La création de comptes de messagerie visant uniquement les  périodes électorales est devenue monnaie courante, et ils sont particulièrement inquiétants du fait que leur contenu est souvent mensonger, carrément faux ou incitatif. Cette récente émergence de campagnes en ligne via les plateformes de médias sociaux a donc soulevé d’autres préoccupations quant à la manière dont les données requises sont obtenues, au niveau de vulnérabilité des démocraties africaines face à l’ingérence étrangère, à la façon dont les algorithmes des médias sociaux sont enclins à la manipulation, et à l’éthique du fait que des pays africains soient utilisés comme terrain d’essai pour de nouvelles technologies numériques.

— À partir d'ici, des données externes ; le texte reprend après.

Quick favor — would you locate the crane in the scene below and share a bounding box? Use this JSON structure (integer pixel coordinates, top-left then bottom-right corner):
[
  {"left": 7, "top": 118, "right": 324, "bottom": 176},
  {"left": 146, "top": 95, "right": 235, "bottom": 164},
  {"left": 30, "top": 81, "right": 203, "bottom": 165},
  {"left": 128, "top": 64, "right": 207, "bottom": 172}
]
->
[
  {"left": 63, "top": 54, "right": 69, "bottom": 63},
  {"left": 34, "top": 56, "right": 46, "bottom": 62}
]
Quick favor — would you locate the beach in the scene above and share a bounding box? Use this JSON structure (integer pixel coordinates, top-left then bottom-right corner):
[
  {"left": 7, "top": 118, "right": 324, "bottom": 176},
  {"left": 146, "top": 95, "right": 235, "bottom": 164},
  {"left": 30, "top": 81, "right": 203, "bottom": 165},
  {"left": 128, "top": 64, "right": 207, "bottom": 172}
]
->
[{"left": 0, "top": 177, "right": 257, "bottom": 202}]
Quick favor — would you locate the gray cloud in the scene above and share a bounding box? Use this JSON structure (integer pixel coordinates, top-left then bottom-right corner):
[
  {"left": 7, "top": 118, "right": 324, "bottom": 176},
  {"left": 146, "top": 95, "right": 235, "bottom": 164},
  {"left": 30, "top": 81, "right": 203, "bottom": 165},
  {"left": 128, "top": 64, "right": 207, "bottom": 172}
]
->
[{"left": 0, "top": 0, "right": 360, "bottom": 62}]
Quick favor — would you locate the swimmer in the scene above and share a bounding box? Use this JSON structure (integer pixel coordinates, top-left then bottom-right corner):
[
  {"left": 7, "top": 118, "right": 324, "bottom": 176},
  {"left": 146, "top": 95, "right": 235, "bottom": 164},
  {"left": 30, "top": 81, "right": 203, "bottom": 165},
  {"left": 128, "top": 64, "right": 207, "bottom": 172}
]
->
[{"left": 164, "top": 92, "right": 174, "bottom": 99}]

Alors que les efforts visant à légiférer contre la désinformation deviennent des points de pression sur les droits humains, des mesures alternatives prises en collaboration avec les opérateurs de plateformes de médias sociaux s’avèrent prometteuses. En 2020, plusieurs gouvernements d’Afrique subsaharienne ont établi des partenariats avec des plateformes de médias sociaux et d’autres intermédiaires pour lutter contre la désinformation en rapport avec le Covid-19. Plus tôt en 2018, le Cameroun a directement travaillé avec Facebook pour explorer les moyens de lutte contre la diffusion d’informations fausses et mensongères dans le pays. Entre-temps, la promotion du renforcement des capacités dans le domaine de l’utilisation du numérique et de la capacité de vérification des faits, ainsi que la sensibilisation sur ce qui constitue un contenu inacceptable sur les plateformes et à la manière de signaler un contenu répréhensible, restent des actions clés nécessaires. Par conséquent, les efforts et les autres mesures pour lutter contre la désinformation et autres contenus préjudiciables, notamment durant les périodes électorales et la lutte contre le Covid-19, nécessitent une collaboration plus étroite par rapport à celle dont nous avons été témoins jusqu’ici, entre les gouvernements, la société civile et les plateformes.

Richard Ngamita est un chercheur dans le domaine du traitement de données qui travaille actuellement sur les droits de l’homme, la désinformation et l’espionnage. Il a précédemment travaillé chez Google au sein de l’équipe contre les pourriels. Il a également mené des recherches d’investigation dans le domaine de la santé, l’agriculture et les mouvements de réfugiés.